Le mutant est un de leurs ingénieurs qui fabriquera lui-même l’engin devant moi. D’abord, il tapisse l’intérieur de petits triangles blanchâtres. Les pointes, dirigées vers l’extérieur, serviront comme crampons pour bien s’accrocher à la cible, c’est-à-dire, moi. Il empile ensuite les tranches d’explosifs dans un ordre précis. Brun, pour plus de puissance. Beige, pour plus de vélocité. Rose, pour plus de portée.
Pour maximiser les dommages, l’ingénieur-mutant ajoute de la quincaillerie. Des feuilles d’aluminium uranien verdâtre, haché fin pour bien transpercer la peau. Trois roues d’engrenage rouges et juteuses serviront de détomateur. Des lamelles vertes tranchantes pour me couper les organes ou l’appétit. Quelques rondelles blanches aux vapeurs toxiques qui s’attaqueront à mes yeux pour me faire larmoyer avant de me rendre aveugle. Des écrous noirs pour plus d’impact, et des tranches orangées pour enflammer le tout. Avant de refermer le capot, il arrose l’assemblage d’un carburant composé d’un mélange d’essence aux épices et d’huile.
La torpille est prête à faire ses ravages.
Le mutant programme le compte à rebours sur un clavier numérique et me la remet, toute emballée d’une mince membrane. De petites serviettes de papier sont aussi offertes, pour essuyer le dégât de mes morceaux juteux après la détonation. J’ai réussi à garder mon calme pendant tout ce temps, et je peux enfin ressortir.
Sauf que je me retrouve, quelques secondes plus tard, sur le trottoir avec une torpille à retardement dans la main. Et mon estomac qui n’a toujours pas cessé de crier son agonie. Je suis en train de m’auto-digérer, au point que je ne sais même plus si je vais mourir d’une explosion ou d’une implosion.
Tic-tac tic-tac. Grouic glougloub… Éclair de génie.
Désamorcer une bombe et faire taire mes borborygmes. Une chance que je suis courageux, car ce que je m’apprête à faire relève presque de la folie.
J’ouvre la bouche et engloutis la torpille.
Sous-marin touché coulé.
Burp.
Il faut toujours se fier à son « gut feeling ».
Pour le reste, je pense que tu n’avais pas à avoir peur, cette bombe n’avait aucune chance contre tes sucs gastriques super-puissants qui l’ont désintégré en un rien de temps!
Te sacrifier pour désamorcer cette torpille sur le point d’exploser était le geste le plus humaniste que tu n’aurais pus accomplir!
Bravo!
Je connais bien ces torpilles. Ce qui est énervant c’est qu’avec les années, le compte à rebours augmente.
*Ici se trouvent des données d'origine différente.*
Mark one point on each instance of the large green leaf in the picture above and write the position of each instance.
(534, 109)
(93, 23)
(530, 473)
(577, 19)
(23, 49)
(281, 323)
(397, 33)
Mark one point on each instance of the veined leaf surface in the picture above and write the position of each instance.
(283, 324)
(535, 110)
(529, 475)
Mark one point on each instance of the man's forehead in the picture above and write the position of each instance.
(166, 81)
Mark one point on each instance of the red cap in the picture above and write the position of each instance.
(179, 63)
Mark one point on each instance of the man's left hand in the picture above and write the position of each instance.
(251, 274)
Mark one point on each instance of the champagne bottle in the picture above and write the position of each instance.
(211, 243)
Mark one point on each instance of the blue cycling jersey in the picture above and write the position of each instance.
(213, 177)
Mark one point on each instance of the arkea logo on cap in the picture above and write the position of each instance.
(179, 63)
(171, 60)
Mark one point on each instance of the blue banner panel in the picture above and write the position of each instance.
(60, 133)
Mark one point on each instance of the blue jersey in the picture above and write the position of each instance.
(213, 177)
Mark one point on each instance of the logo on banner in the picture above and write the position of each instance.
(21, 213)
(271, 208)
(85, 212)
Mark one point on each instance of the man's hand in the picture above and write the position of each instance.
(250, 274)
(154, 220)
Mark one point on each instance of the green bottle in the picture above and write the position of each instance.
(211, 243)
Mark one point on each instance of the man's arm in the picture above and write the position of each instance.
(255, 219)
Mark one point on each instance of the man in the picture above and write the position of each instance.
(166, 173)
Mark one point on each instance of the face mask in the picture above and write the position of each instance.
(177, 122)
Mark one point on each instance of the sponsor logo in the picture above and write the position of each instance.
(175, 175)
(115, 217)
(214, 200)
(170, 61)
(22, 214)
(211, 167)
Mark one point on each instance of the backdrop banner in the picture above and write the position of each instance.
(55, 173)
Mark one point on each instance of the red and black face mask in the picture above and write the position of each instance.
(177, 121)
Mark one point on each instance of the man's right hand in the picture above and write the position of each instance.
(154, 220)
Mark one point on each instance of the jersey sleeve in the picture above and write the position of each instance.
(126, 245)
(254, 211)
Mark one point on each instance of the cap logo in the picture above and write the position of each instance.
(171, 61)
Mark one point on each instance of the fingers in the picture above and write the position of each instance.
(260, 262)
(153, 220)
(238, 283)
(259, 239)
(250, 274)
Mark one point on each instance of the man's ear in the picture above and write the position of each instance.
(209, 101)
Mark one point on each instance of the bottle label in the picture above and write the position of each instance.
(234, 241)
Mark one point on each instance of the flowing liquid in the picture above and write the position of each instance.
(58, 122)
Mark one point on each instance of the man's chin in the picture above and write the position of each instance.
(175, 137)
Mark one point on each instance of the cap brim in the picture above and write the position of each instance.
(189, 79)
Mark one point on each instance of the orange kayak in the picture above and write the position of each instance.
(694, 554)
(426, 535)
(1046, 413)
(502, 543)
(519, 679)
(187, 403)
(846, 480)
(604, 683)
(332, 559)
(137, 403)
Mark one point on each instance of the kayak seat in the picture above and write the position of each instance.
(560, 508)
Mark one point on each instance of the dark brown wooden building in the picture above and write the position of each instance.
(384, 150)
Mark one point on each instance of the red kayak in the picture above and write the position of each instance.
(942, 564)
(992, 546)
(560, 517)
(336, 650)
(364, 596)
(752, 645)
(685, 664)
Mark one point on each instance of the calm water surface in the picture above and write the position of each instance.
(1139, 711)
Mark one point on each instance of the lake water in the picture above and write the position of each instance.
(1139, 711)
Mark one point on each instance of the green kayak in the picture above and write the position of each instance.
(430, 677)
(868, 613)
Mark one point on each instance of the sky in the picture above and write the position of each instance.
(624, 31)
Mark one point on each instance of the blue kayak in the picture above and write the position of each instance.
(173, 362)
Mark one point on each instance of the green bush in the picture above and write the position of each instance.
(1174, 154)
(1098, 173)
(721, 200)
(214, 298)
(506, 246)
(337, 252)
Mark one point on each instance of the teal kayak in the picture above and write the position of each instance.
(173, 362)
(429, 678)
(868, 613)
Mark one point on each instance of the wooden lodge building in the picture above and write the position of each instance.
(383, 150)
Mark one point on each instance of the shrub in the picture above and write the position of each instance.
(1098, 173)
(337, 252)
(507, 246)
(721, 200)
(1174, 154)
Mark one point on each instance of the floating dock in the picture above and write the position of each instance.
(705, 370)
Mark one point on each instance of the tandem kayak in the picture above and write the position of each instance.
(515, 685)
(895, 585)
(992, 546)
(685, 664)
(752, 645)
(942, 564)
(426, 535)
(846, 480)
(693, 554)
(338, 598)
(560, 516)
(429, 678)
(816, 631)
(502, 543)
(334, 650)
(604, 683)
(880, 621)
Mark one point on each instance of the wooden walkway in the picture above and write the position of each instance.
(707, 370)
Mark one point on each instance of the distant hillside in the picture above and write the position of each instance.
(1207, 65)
Je me demande quelle gout avait cette torpille… En tous cas c’était un acte très courageux !
@La bête: Je ne crois pas que mes sucs gastriques soient super-puissants, je crois plutôt qu’ils utilisent des matériaux de moins bonne qualité.
@Jonathan: Je me sacrifie souvent. Surtout quand c’est pour désamorcer un reste de tarte radioactive…
@Tridimensionnel: Et aussi, il semblerait qu’ils utilisent moins d’explosifs…
@optimetiste: Étrangement, la torpille était savoureuse et j’aurais presque envie d’en remanger.